Prompt Lab — A Multi-Stage LLM Prompt Optimization Pipeline
A personal tool for turning rough prompt intent into production-ready LLM prompts through a 4-layer processing pipeline — expanding intent, selecting reasoning strategy, enforcing output schema, and optimizing for the target model.
Problem
Good prompts follow a consistent structure — persona, reasoning strategy, output schema — but the context changes every time. Writing them from scratch on each use is repetitive, and the structure lives in someone’s head rather than somewhere reusable.
There was no way to save a prompt as a reusable template where the structure stays fixed but the context can be swapped out per use.
High Level
Built a multi-stage pipeline with a UI for configuring each run — role, model, optimization mode, goal, context, and requirements are all configurable per use. The pipeline produces a split system prompt and user prompt, with token count, ready to paste into any LLM.
Each layer has a single responsibility and can be swapped independently:
- Layer 1 — Intent Expander: Takes a vague goal and expands it — clarifying the core task, required expertise, and constraints — into a richer, more specific intent using a lightweight LLM call
- Layer 2 — Strategy Selector: Chooses a reasoning strategy based on the task type — chain-of-thought for debugging, role-play for creative tasks, step-back for architecture decisions
- Layer 3 — Schema Enforcer: Forces the output to match a specified format (JSON, markdown, bullet points) by injecting structured constraints into the prompt
- Layer 4 — Optimizer: Counts tokens, trims context if needed, and applies model-specific formatting (e.g. XML tags for Claude)

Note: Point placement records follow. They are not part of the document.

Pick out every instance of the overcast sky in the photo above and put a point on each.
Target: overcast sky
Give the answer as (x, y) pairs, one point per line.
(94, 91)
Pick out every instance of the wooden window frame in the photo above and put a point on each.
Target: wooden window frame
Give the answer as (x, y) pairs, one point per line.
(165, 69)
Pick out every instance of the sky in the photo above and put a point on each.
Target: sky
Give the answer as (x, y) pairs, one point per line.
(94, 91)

Deployed backend services via Docker and Traefik as a reverse proxy, managing LLM service lifecycle and exposing a REST API with Pydantic-enforced contracts.
Design Decisions
1. Independently swappable layers
Each layer is isolated behind a consistent interface. Replacing or upgrading one layer — say, swapping the strategy selector from keyword matching to a classifier — doesn’t affect anything else in the pipeline. This made it easy to experiment without breaking the full flow.
2. Pydantic contracts between layers
Every layer has typed input and output models enforced by Pydantic. This prevented silent data corruption between stages and made it easy to test each layer independently. Type-safe data flow across pipeline stages was a deliberate choice over loose dictionaries.

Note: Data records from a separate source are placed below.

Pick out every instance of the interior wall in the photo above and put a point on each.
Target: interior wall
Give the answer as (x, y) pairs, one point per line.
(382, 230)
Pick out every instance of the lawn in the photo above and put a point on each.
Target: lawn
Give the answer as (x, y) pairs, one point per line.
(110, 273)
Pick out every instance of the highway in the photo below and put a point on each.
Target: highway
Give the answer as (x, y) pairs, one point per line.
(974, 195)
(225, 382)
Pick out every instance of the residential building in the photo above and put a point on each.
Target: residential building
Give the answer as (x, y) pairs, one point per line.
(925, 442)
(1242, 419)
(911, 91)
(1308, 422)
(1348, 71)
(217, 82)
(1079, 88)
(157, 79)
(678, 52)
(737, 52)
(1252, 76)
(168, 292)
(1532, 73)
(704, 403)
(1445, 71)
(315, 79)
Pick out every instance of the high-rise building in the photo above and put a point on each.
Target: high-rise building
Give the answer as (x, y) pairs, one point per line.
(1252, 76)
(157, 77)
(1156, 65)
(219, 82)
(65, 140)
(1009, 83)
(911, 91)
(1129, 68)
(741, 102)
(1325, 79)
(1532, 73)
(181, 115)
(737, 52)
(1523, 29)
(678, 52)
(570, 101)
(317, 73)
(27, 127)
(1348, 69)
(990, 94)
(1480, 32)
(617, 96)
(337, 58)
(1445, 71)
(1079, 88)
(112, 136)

3. Optimization modes as a first-class input
The pipeline exposes three modes — Fast, Balanced, and Deep — each running a different subset of layers. Fast skips the more expensive steps for quick iterations; Deep runs everything. Deep currently mirrors Balanced since the RAG layer isn’t implemented yet, but the architecture is designed to slot it in without changing anything else.
Impact
Used Prompt Lab to build and save reusable prompt templates for my own internal tooling — the structure is authored once through the pipeline and stored, then reused with different context each time. Eliminated the need to reconstruct the same prompt structure repeatedly across different workflows.